Private sector companies were yesterday invited to register their interest in buying one or both dockyards by 18 September. If the MoD decides to go ahead with a sale, invitations to tender will be sent out next spring.

The private management at each dockyard welcomed the MoD's decision to examine an outright sale of the assets. But the General Municipal Boilermakers union, the biggest at the yards, described it as 'bad news', saying: 'The security of our country could be placed in the hands of private speculators.'

When management of the two dockyards was taken over by private operators in 1987, the MoD decided to retain ownership of the assets, partly for reasons of national and strategic interest.

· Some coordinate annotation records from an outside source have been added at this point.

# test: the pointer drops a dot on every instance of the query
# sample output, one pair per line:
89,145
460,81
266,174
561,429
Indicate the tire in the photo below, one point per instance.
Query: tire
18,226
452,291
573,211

A spokeswoman said yesterday that circumstances had changed since then, because of the MoD's experience of commercial management, reductions in the armed forces and overcapacity in the ship refitting industry.

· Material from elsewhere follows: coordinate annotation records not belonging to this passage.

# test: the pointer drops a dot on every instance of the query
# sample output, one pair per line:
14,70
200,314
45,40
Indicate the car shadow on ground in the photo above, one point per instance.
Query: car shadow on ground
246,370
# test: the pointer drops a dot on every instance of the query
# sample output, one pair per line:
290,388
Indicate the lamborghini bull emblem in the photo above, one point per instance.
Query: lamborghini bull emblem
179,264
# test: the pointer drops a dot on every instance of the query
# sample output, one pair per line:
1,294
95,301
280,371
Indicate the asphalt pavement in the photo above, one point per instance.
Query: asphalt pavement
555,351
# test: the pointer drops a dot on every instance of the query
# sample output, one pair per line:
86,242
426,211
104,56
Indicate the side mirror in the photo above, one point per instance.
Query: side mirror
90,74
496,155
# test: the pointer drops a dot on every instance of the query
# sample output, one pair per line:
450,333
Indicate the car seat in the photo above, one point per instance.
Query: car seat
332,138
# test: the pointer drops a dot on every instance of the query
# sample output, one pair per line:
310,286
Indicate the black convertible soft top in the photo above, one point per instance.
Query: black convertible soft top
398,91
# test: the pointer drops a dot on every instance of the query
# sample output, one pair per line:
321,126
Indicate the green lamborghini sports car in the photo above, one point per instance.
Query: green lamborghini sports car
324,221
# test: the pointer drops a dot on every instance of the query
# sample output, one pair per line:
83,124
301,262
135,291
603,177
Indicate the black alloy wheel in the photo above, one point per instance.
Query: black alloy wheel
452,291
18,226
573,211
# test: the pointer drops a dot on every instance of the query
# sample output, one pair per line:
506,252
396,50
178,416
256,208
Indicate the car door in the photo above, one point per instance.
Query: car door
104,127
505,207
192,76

However, the MoD is likely to want to keep a controlling golden share in facilities for refitting nuclear-powered submarines. This work is currently split between the two dockyards but each has put forward proposals to take on all nuclear refitting.

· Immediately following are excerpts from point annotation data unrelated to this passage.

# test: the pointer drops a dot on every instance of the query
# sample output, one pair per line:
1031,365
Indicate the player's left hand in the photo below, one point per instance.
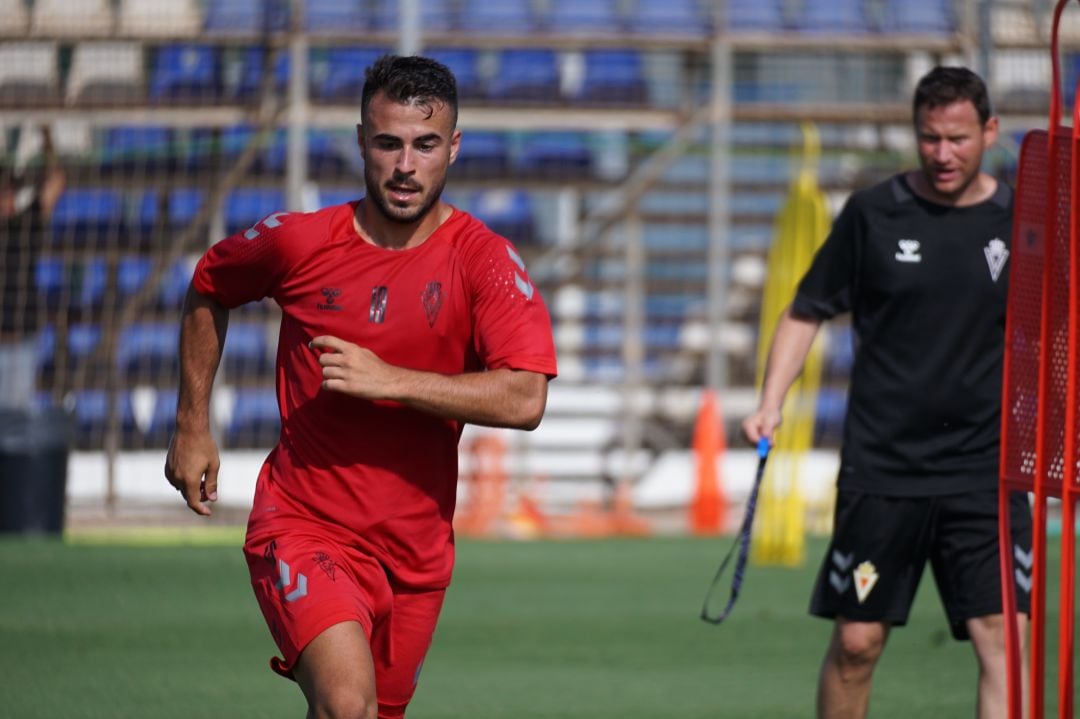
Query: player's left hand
353,369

A decision on whether nuclear refits should be undertaken at only one dockyard is likely to be made before the two are sold.

When the yards were transferred to commercial management their fixed assets were valued at pounds 397m on a current cost basis.

Since 1987 the combined workforce at the two dockyards has fallen from 17,000 to 9,400 with Devonport bearing the brunt of the job losses.

A seven-year contract to run Devonport was given to Devonport Management Limited - a consortium involving Brown and Root, BICC and the Weir Group - while Rosyth's management was handed to Babcock-Thorn.

At the time George Younger, then Secretary of State for Defence, said commercial management could save pounds 123m at Devonport alone.

According to a report from the National Audit Office in May, Devonport claimed that it had achieved pounds 50m in savings up to 31 March 1991 and was committed to a further pounds 60m saving in 1991-92.

However, the NAO said it could not prove whether these savings had been achieved. It also noted that in 1990-91, 15 of the 17 projects completed at Devonport and nine of 11 at Rosyth overran their original targets.

Rosyth has just been awarded a pounds 120m contract to refit the nuclear-powered submarine HMS Sovereign while Devonport is refitting the aircraft carrier HMS Illustrious and HMS Trafalgar, a nuclear hunter-killer submarine.